AlbaNova and Nordita Colloquium
Thomas Schlathölter (University of Groningen, KVI Atomic Physics)
FR4 Oskar Kleins Auditorium
Thursday 17 September
15:00 - 16:00
The current increasing social and corporate interest in proton- and heavy ion-therapy of malignant tumours lead to an increasing number of treatment facilities worldwide. When fast ions traverse tissue and are decelerated to MeV energies and below, the so-called Bragg-peak is reached. At this well-defined depth, damage is highest due to maximum linear energy transfer and radiobiological effectiveness at these energies. This volume sensitivity renders ion-therapy a superior tool for a number of tumors, often decreasing the yearly risk of radiation induced development of lethal secondary tumors by up to one order of magnitude! The chemical and biological aspects of biological radiation damage have been studied in great detail. Whereas for conventional radiation the molecular mechanisms underlying biological action are to some extent understood, the exceptional cell killing efficiency of heavy ions and protons is largely unexplored on the molecular level. In Groningen we recently observed fragment ion kinetic energies exceeding 10 eV when irradiating isolated DNA building blocks with ions at Bragg-peak energies.

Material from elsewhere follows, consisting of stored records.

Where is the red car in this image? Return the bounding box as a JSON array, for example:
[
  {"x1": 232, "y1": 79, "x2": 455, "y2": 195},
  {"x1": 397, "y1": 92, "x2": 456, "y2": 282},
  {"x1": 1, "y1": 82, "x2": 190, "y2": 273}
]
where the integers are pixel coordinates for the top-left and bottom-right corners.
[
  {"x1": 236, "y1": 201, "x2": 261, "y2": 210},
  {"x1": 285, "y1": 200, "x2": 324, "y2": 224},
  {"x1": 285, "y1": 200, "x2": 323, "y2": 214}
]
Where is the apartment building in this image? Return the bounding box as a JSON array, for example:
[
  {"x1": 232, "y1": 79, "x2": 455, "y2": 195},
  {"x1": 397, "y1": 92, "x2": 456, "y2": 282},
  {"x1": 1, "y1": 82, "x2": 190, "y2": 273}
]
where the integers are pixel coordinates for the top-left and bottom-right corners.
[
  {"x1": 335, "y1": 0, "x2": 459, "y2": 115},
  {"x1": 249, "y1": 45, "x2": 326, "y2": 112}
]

Such energetic fragments can in turn induce further ionization and fragmentation of DNA building blocks, leading to an avalanche of damage that could manifest in clustered DNA lesions. Currently, more complex targets such as electrosprayed nanosolvated biomolecules and biomolecular complexes are employed to extend radiation damage studies to more realistic systems. First results indicate that a chemical environment opens up additional fragmentation channels for DNA building blocks. Water solvation shells, on the other hand, seem to prevent fragmentation.